La Presse Anarchiste

Fin du semestre. – Abonnements expirés

Nous avions promis de don­ner notre bilan moral et matériel du pre­mier trimestre, et nous voici au bout du deux­ième sans que cette promesse ait été tenue. Ce que c’est que les promess­es ! Pour­tant celle-là nous a préoc­cupé énor­mé­ment. Si nous ne l’avons pas tenue au moment où nous pen­sions le faire, c’est que nous en avons été empêché.
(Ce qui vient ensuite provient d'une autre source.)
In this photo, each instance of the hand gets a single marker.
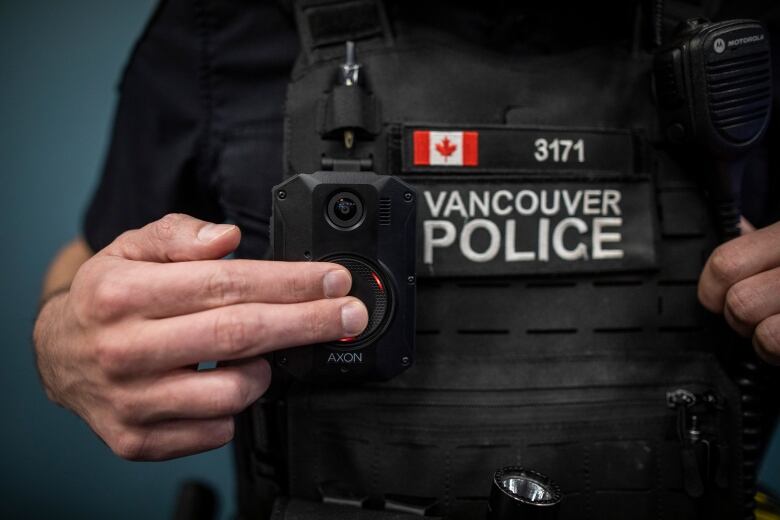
(120, 347)
(741, 279)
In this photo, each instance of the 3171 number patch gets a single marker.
(559, 150)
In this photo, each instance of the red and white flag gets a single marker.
(434, 148)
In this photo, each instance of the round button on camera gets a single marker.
(370, 286)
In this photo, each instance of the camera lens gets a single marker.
(345, 210)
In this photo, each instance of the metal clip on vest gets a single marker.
(349, 111)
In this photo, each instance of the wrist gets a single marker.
(45, 332)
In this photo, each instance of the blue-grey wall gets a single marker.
(59, 61)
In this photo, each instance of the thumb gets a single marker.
(176, 238)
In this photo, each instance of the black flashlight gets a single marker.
(523, 494)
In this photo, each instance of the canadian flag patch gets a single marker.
(436, 148)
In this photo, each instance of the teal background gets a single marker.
(59, 64)
(60, 61)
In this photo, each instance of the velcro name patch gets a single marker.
(516, 228)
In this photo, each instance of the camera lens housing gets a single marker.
(367, 223)
(345, 210)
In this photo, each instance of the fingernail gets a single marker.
(211, 232)
(336, 283)
(353, 318)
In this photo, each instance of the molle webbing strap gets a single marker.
(324, 26)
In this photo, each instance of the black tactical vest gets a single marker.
(560, 245)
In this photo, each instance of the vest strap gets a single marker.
(324, 26)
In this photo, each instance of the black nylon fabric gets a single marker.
(565, 374)
(199, 129)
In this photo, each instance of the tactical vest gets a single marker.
(560, 245)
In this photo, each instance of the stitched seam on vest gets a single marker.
(206, 88)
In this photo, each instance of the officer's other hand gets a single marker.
(741, 279)
(121, 347)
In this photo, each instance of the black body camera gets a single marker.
(367, 223)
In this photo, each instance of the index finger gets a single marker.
(165, 290)
(736, 260)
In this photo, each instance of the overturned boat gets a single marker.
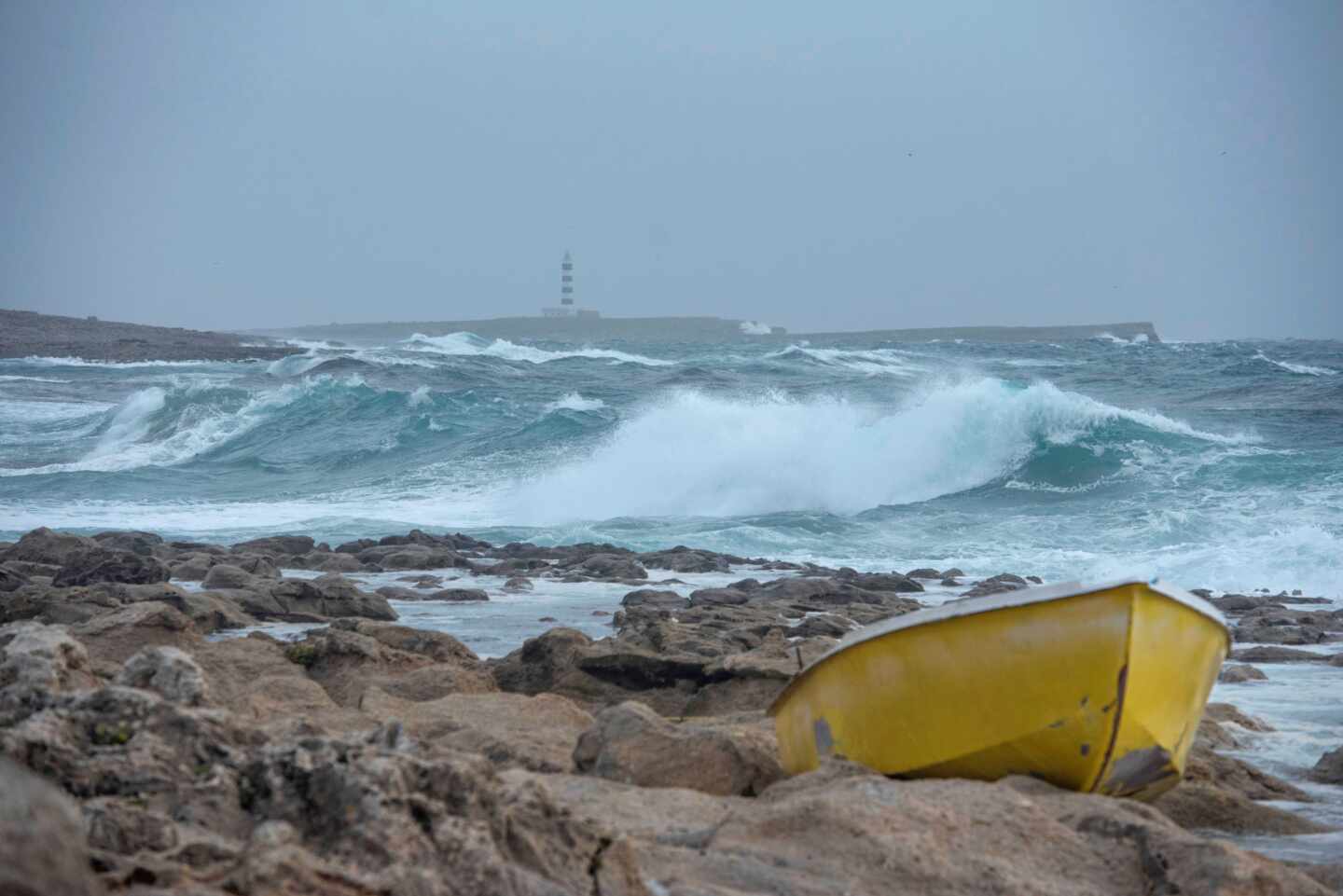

C’était en jan­vi­er dernier. Nous avions fait un beau classe­ment de nos abon­nés par départe­ments ; un réc­it de nos efforts pour met­tre la Vie Ouvrière sur pied. Tout ça a été inutile, quand nous avons con­staté, nos comptes faits, que des sommes à ren­tr­er ne l’étaient pas, que d’autres à sor­tir n’étaient pas ver­sées : ain­si, tous les man­dats-cartes adressés : Vie Ouvrière, au lieu de Monat­te, étaient en souf­france à la poste qui se refu­sait à nous les pay­er. Par con­tre, l’Humanité ne nous avait pas envoyé sa fac­ture d’une cen­taine de francs – elle ne l’a pas fait encore d’ailleurs – pour la pub­li­ca­tion du som­maire de nos deux pre­miers numéros. Et pour­tant, nous nous étions assez chi­cané avec Lan­drieu, son admin­is­tra­teur, sur son tarif de publicité.

Nous ne con­sid­érons notre promesse comme périmée pour cela. Nous la tien­drons. D’autant plus qu’il faudrait bien don­ner une régle­men­ta­tion au « noy­au », de façon à ce qu’il n’y ait pas de méprise. La Vie Ouvrière doit être une œuvre col­lec­tive, une pro­priété col­lec­tive, l’œuvre et la pro­priété des mil­i­tants du syn­di­cal­isme révo­lu­tion­naire et non pas une pro­priété indi­vidu­elle, comme quelqu’un a eu la sot­tise de l’écrire dans la Voix du Peu­ple.

[|* * * *|]

Avec ce numéro, finis­sent les abon­nements de six mois con­trac­tés à par­tir du pre­mier numéro et les abon­nements de trois mois par­tant du 1er janvier.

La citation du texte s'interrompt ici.